"If there is The Hobbit 2, the Government should ask Peter Jackson if there will be smoking in the movie, and if he says yes because it's artistically necessary, then they should say it's fiscally necessary for our public health system not to provide funding for it."
Weta Workshops spokeswoman Ri Streeter said when contacted she was unable to comment on behalf of the film's producers, and suggested calling The Hobbit publicist Melissa Booth, who could not be contacted last night.
When it comes to stamping out smoking, Prof Glantz is not afraid to play hardball.
His university has been sued twice by tobacco companies trying to prevent his research work, and he has been honoured by almost every health association in the world.
He did not mince words yesterday when he said he believed New Zealand's goal of eliminating tobacco use by 2025 could be easily met, but the Government was not doing everything it could to reach that goal.
The Government has already implemented smoke-free environments in public places, high cigarette sales taxes, and cigarette advertising bans.
However, he said, it also needed to establish aggressive anti-tobacco media campaigns showing "how evil the cigarette companies are and how they manipulate people and politicians".

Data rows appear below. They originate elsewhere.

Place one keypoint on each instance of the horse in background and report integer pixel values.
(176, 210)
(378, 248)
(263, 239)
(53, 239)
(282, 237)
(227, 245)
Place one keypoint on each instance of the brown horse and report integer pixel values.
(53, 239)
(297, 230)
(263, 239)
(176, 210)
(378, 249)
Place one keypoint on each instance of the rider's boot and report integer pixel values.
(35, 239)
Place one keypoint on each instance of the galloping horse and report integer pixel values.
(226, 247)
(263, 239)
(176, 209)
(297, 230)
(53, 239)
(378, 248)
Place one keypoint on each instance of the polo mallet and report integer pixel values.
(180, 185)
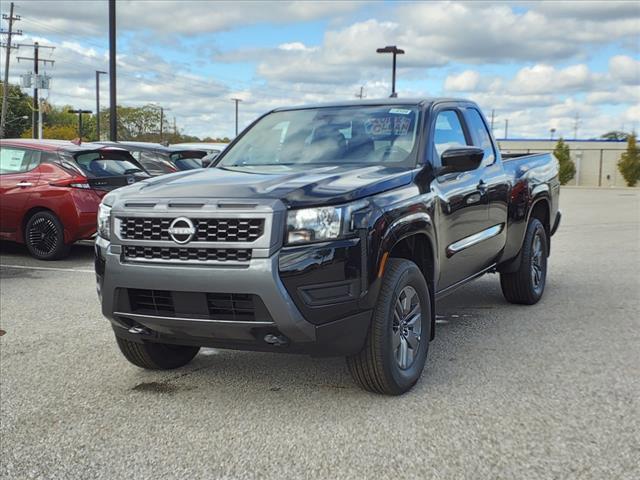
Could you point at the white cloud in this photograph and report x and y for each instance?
(625, 69)
(463, 82)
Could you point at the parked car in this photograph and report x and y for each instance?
(206, 146)
(212, 149)
(329, 230)
(159, 160)
(50, 191)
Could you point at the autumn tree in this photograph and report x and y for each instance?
(629, 164)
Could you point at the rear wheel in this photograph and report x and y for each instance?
(156, 356)
(526, 285)
(44, 236)
(395, 351)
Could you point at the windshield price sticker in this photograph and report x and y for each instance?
(379, 126)
(400, 111)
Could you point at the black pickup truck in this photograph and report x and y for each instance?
(329, 230)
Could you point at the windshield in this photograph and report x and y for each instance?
(106, 164)
(329, 136)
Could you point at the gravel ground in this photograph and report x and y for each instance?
(549, 391)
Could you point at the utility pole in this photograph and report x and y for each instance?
(79, 112)
(113, 110)
(395, 51)
(5, 89)
(36, 80)
(237, 100)
(98, 73)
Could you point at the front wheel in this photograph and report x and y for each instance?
(44, 236)
(156, 356)
(526, 285)
(395, 351)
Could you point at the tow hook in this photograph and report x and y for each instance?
(277, 340)
(139, 331)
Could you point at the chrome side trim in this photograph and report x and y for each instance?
(474, 239)
(151, 318)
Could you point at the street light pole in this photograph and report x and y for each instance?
(113, 109)
(237, 100)
(98, 73)
(395, 51)
(79, 112)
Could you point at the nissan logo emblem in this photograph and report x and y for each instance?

A strong advertising campaign on the dangers of second-hand smoke also needed to be launched, he said.
Prof Glantz is known for his research on the effects of second-hand smoke which concluded, in terms of heart disease, the effects of second-hand smoke were nearly as bad as those of smoking directly.
One of his studies demonstrated a large and rapid reduction in the number of people admitted to the hospital with heart attacks in Helena, Montana, after the community made all workplaces and public places smokefree.
His work in this area was identified as one of the top research advances for 2005 by the American Heart Association.
Prof Glantz was in Dunedin yesterday to give a Health Sciences public lecture titled Ending the Tobacco Epidemic: Realising a Smokefree Aotearoa/New Zealand.